Ju Hui Judy Han is an assistant professor in gender studies at the University of California, Los Angeles. An interdisciplinary cultural geographer, she is interested in religion, mobilities, and difference. Before taking part in the panel discussion for “How Have Women’s Protests Changed History?,” the first of a three-event Zócalo/Natural History Museum of Los Angeles County series, she stopped by the green room to talk about her lifelong love of comic books, how L.A.’s multilingual culture fills her with curiosity and humility, and why the best piece of advice she ever received was to get a dog.
How did you get into trouble when you were a kid?
I went to elementary school in Korea. Ordinarily, I was a total rule abider. But I surprised my teachers because I would do these pranks. So, in second grade, it must have been for April Fool’s, I convinced the whole class, which was 65 students, to turn their chairs around. I can imagine why the teacher was pissed when she came in. We ended up having to do bunny hops around the school yard as punishment.
What’s your favorite thing about Los Angeles?
I like the multilingual space that living in L.A. forces you to get used to. Unless you’re some sort of polyglot who speaks a bunch of languages, living in L.A. you actually don’t understand a lot of things that you see or hear, whether it’s signage or conversations. Of course, a language gap is not always a good thing, and that’s often part of the multilingual experience people focus on, but also, I think it’s an interesting challenge, where you have to learn to communicate with people where there’s very little shared in common. I find that to be very exhilarating. When I think about L.A., that’s what I think about: fractured glimpses of interesting lives.

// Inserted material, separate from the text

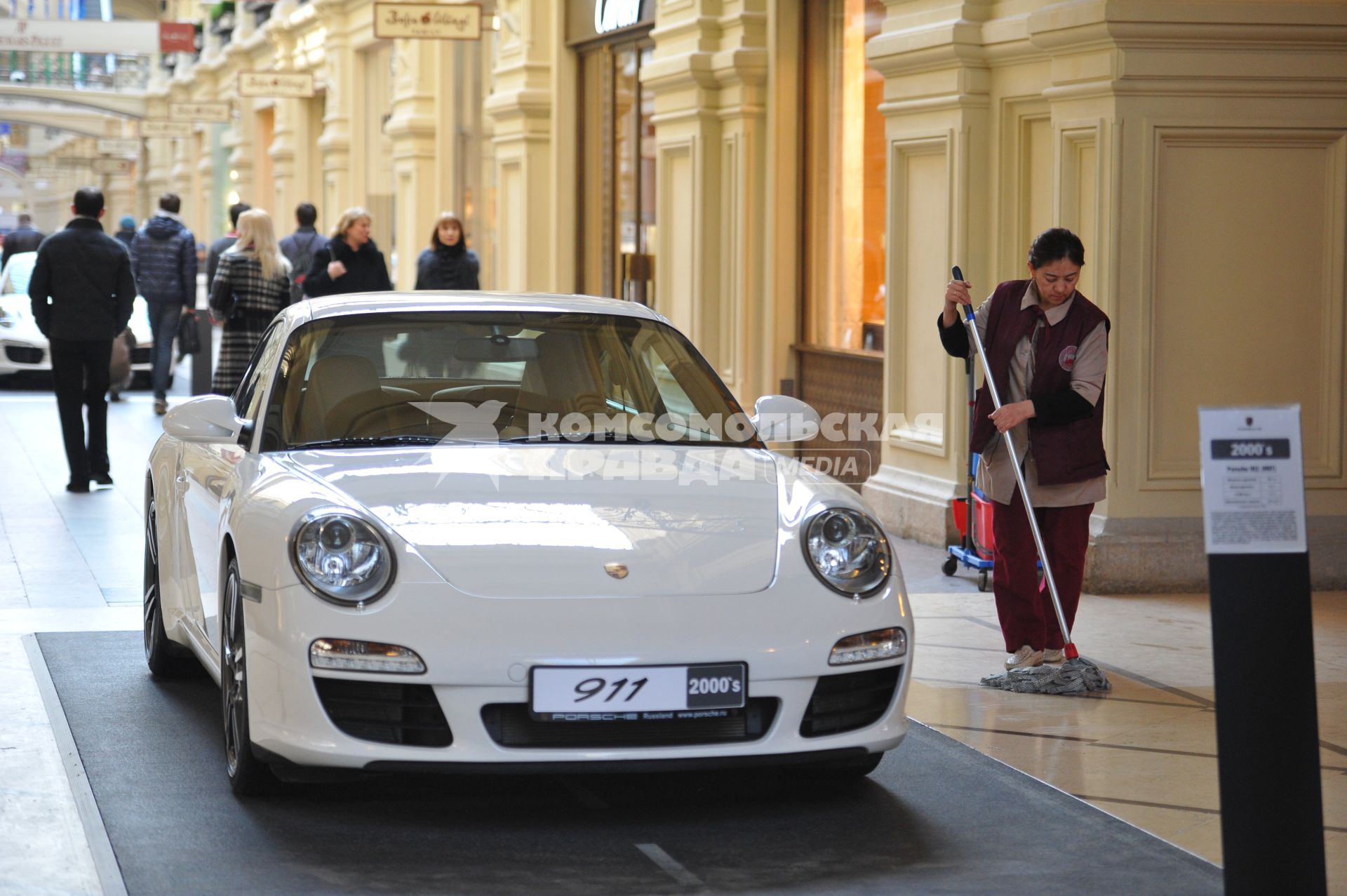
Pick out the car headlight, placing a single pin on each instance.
(847, 551)
(341, 557)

What do you do to decompress?
Dog parks. I don’t like dog parks the way some people like dog parks, to socialize with other humans. I just want to let the dog off leash, have my hands free, and just watch how adorable and interesting and amazing dogs are. If I could do that for a half hour every day, I’d be a very happy human being.

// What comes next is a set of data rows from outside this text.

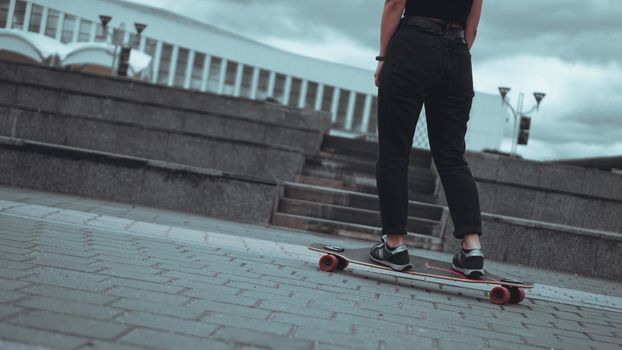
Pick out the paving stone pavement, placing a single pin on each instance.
(77, 273)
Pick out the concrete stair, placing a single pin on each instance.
(335, 193)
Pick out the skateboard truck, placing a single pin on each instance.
(334, 248)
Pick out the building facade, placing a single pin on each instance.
(189, 54)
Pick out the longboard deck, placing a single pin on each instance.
(421, 267)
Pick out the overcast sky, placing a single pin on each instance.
(569, 49)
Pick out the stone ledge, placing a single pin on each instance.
(152, 142)
(593, 253)
(165, 96)
(137, 181)
(549, 177)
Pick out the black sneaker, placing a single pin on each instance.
(396, 258)
(470, 262)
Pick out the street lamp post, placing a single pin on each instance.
(140, 27)
(518, 111)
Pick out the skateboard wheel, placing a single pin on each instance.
(516, 295)
(342, 264)
(328, 263)
(499, 295)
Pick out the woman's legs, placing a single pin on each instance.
(447, 113)
(397, 118)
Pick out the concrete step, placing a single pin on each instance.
(152, 142)
(363, 189)
(106, 98)
(417, 159)
(352, 215)
(346, 198)
(136, 181)
(426, 185)
(371, 233)
(364, 149)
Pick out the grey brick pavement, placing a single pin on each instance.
(82, 274)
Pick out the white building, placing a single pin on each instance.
(189, 54)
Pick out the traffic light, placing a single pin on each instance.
(124, 61)
(523, 132)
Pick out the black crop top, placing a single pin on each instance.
(448, 10)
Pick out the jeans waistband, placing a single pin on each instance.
(432, 24)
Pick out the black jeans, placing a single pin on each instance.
(426, 64)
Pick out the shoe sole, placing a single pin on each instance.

I have two dogs. One’s name is Koga. I got him when my partner and I were living in Korea for a year in 2016. He’s from a remote island off the coast of Korea, where a veterinarian was found to have rounded up street dogs and performed all these unneeded surgeries on these poor dogs. I met him in Seoul after he was rescued. He’s kind of mysterious looking. He’s small, but he looks like a red fox or something. We did a DNA test, and it turns out he’s half miniature schnauzer and half what the DNA people called “East Asian village dog,” which is basically so many breeds that they can’t even call it a breed. So, he’s some sort of a super mutt. Aji is also a rescue; she’s from the humane society in Pomona. The two are totally bonded.
What’s the best advice you ever received?

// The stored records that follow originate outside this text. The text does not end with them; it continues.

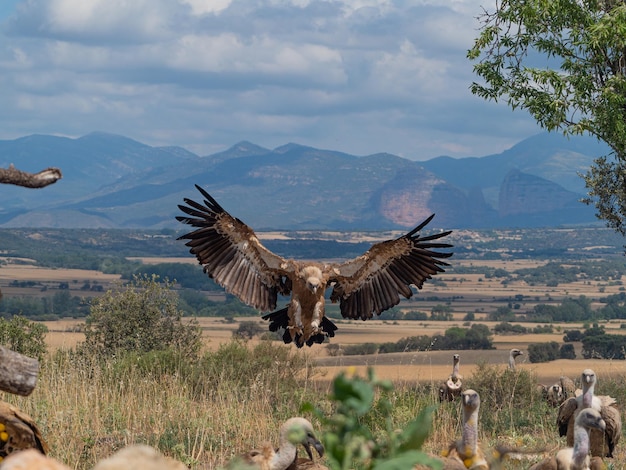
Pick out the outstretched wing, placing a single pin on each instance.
(232, 254)
(371, 283)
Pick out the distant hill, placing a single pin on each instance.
(116, 182)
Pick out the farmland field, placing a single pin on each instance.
(462, 293)
(472, 292)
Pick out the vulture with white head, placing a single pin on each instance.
(576, 457)
(294, 431)
(233, 256)
(602, 442)
(18, 431)
(465, 452)
(512, 356)
(452, 387)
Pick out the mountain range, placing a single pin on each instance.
(115, 182)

Actually, to get a dog. It was from Elaine Kim at UC Berkeley. She taught ethnic studies for a long time and retired a few years ago. I knew her as an undergraduate student. I took seven years off after college before starting grad school. I was back in Berkeley again, so I was back in touch with her. And she said: get a dog. Dogs force you to go outside more, and play, and it’ll be great for your health overall. I’ve always loved dogs so it's not like that was a new idea that she planted, but I think in some ways that’s what good advice is: it actually tells you something you maybe already know, but it’s the timing and the way they say it that you’re most likely to accept it. That’s how I got Puca, a sweet lab mix who passed away in 2016 after 14 years with me.
What are you reading right now?
I just got a shipment yesterday of three comic books from Drawn and Quarterly, a comic book publisher. One is called Moms by Yeong-shin Ma, which is about Korean moms. The second one is Year of the Rabbit by Tian Veasna, about the Khmer Rouge and the deaths and suffering that follow, and the third one is Showa 1926-1939: A History of Japan by Shigeru Mizuki.
I probably started reading comics as soon as I started reading. Comics were so common in Korea. I grew up surrounded by hundreds of different story lines unfolding. The comic books were the size of phone books. I don’t think I paid attention to where one began and one ended; in some ways, it just all blended in together, an assemblage of stories.